I usually attempt to buffer my answers in order to soften the blow, but you can ask the same question as many ways as you want, and the answer will likely not change, so long as it is fundamentally the same question. And I usually have the patience of Job. However, there was one incident where I was up against a deadline, and was being asked to "just cobble together something that works, and we'll (read: you'll) fix it (read: in a binary compatible way) later. Which was an impossibility (I was working on some very complex database code written in C++ which did subschema definitional enforcement on an upper level database schema, and the semantics had to be correct for the data stored in the binary backing store to be usable going forward, when we did the next update). The code had to be *right*, as opposed to *right now*, and the time difference was important.
We had a UI person who was in a management position, and they brought her over to argue their case that immediate was better than correct (correct would fit under the deadline, but only if everyone left me alone to finish the code). The UI person was constantly revising the UI in each release, and each release was practically a full rewrite. And she did not understand why I could not write my code the same way she wrote hers. Finally having had enough, I explained "It's OK if your code is crap; you are going to rewrite it in the next release anyway. My code has to work now, and it has to continue to work going forward, and therefore it needs to be correct. I understand that you are feeling the approaching deadline. So am I. However, while your code can be crap, mine can't be because I have to maintain it going forward. Now if you will get the hell out of my office, I will be able to finish the code by the deadline."
Needless to say, there were some ruffled feathers. The director of engineering sided with me. I completed the (correct, rather than expedient) code by the deadline, and the product didn't turn into unmaintainable crap vis-a-vis the update process going forward.

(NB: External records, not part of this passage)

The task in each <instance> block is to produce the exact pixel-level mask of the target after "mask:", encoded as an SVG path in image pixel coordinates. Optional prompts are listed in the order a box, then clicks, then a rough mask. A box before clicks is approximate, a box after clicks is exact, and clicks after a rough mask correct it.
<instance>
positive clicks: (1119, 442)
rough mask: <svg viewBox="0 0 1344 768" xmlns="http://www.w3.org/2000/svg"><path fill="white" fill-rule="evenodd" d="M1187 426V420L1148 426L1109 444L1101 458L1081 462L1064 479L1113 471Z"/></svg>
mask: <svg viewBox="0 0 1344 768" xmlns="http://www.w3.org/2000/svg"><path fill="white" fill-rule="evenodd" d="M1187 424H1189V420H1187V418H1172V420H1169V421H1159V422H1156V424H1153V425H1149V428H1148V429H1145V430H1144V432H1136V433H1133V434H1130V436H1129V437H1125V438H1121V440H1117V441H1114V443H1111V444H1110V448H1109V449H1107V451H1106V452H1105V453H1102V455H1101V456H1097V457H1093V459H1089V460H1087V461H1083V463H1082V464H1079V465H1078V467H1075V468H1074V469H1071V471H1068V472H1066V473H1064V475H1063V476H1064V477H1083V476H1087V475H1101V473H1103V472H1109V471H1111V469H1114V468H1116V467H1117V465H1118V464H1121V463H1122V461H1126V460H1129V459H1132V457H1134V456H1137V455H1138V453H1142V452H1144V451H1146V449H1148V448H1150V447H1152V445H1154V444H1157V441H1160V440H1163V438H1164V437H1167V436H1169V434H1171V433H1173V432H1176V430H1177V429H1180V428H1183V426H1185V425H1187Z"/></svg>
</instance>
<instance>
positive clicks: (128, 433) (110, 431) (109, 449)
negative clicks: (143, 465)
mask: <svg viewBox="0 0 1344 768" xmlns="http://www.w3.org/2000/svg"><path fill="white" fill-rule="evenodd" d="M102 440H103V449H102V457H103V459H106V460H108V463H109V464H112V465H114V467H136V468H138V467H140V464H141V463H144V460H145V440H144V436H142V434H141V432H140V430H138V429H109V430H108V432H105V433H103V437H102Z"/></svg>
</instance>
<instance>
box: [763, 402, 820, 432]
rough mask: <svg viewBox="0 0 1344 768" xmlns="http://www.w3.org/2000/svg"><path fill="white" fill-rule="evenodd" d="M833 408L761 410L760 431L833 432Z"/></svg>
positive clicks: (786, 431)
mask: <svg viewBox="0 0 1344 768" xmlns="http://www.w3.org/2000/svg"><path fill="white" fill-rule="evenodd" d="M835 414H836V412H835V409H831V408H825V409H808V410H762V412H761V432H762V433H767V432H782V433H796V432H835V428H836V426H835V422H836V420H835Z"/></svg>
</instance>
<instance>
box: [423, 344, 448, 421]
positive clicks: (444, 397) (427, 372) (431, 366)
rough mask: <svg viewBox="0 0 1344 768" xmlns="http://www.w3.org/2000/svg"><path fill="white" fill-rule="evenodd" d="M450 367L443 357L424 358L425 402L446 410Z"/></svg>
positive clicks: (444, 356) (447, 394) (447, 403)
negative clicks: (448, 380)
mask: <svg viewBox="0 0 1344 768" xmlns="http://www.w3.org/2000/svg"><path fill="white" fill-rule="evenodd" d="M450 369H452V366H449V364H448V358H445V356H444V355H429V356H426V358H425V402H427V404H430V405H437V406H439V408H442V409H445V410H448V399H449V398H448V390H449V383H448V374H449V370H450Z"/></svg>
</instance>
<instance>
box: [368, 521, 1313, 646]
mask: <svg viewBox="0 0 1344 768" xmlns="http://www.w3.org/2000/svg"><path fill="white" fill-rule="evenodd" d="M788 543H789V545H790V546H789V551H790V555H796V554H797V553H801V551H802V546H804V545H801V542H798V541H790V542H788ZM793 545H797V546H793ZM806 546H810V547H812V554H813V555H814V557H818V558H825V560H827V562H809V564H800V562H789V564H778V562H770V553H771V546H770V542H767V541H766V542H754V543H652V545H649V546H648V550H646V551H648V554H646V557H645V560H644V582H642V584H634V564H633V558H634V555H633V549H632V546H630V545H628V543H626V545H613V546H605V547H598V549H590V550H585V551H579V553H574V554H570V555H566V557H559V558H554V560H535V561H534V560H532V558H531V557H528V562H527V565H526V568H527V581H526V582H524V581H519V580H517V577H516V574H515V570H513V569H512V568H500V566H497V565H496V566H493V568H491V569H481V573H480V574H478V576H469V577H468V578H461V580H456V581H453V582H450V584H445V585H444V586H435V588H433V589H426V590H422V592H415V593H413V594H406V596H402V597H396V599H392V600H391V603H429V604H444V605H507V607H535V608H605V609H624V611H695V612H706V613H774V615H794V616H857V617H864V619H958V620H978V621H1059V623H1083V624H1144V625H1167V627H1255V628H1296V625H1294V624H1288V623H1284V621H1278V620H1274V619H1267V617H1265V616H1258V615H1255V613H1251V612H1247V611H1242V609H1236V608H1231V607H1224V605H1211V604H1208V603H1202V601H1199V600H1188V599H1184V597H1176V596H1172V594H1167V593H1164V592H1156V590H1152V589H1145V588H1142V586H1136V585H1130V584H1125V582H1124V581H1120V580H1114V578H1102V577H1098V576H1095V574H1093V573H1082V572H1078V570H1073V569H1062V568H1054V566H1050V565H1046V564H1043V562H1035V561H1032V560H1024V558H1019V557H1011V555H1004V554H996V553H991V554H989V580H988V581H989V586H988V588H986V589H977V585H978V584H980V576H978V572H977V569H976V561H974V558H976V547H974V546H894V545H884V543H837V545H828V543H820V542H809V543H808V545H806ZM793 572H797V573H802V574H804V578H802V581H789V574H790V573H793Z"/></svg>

What's the moral to this story?
Well, with specific regard to DICE:
(1) Repeatedly asking the same question in different ways is not going to get them a different answer, if the first answer was correct. Any other answer than that answer would be incorrect, for the question asked.
With specific regard to the current topic:
(2) Engineers who actually reliably, repeatedly, and consistently deliver what they are asked to deliver, within the timeframe that was agreed upon, can, and often do, wield more authority than the managers nominally set above them in the food chain, so it's not like going into management is going to give you any more real authority than you already have by way of your relationship with the team, and their trust of your judgement.
A management path can be a good idea if:
(A) You want more perks (stock options, etc.), although in a good company, if you are a great engineer, you will get those anyway
(B) You are tired of doing engineering for a living (which probably means you didn't qualify as "great engineer" under option 'A' anyway)
(C) You feel you would be more useful and/or happier in such a position (but if your happiness is based on power, don't expect it will necessarily follow)
(D) You are an OK (but not great) engineer at a company which engages in age discrimination, and you are happy to continue working for such a company going forward, and it's your only way to do so (at which point, I pretty much need to question your personal ethics)
Other than that... DICE: Asked and Answered. Please go on to the next survey question.